Il y a plusieurs mois, les X-Men ont disparu dans l’espace mais tout le monde les croit morts. Désemparé, Xavier songe à tout abandonner mais le hasard le pousse à créer une équipe de jeunes mutants. Ce sont les New Mutants. L’institut doit leur apprendre à maîtriser leurs dons mais elle leur permet aussi de former une équipe et une bande d’amis.

On en dit quoi sur Comics have the Power ?

Dès la première page, j’ai été scotché par la superbe image de cauchemar – Danielle Moonstar dans son lit voit ses draps se confondre progressivement avec un ours. A nos yeux habitués au numérique, le dessin de Sienkiewicz est aussi très physique. On voit le crayon – la courbe rouge sur le visage de Magma. Ces innovations graphiques peuvent paraître naïves aujourd’hui mais pour moi c’est superbe. Sienkiewicz arrive à être réaliste sans multiplier les traits.
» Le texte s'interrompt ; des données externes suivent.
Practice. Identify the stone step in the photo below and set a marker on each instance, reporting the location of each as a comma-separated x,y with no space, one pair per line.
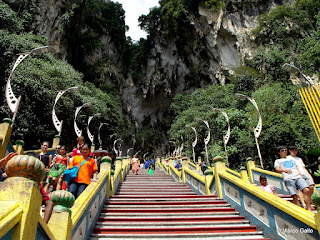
172,223
112,206
172,230
171,215
171,196
169,210
160,199
170,218
198,236
165,203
L’alternance des visages ultra précis et d’autres éléments inachevés est impressionnant– Solar, devenu un monstre, est un bloc d’encre noire avec des cercles pour les yeux et des rectangles pour les dents, comme si un enfant les dessinait. Il contraste avec une position et un visage très réaliste de Moira. Ses démons font penser à un dessin de Basquiat alors que l’esprit de Légion, un bloc rectangulaire des cristaux colorés, est proche de Kandinsky. L’artiste a une manière très originale de montrer la technologie – des blocs noirs et des lignes jaunes avec des soleils aux deux mains dans la superbe image de Magnus attaquant Warlock. Ces expérimentations s’étendent à la mise en page avec des cases gribouillées à la main pour montrer la perte de repères. Dans l’épisode 19, le lecteur suit l’action mais on voit aussi une carte aérienne avec des taches noires où l’ours étend son emprise. Je dois avouer que son style n’est pas évident au premier abord. Dans l’épisode 26, il se concentre sur ce qui lui plait ou sur l’action alors que le reste est parfois très vide – le paysage de l’île de Muir. Le run sur Legion est aussi parfait thématiquement et visuellement pour le dessinateur qui se lance dans le collage.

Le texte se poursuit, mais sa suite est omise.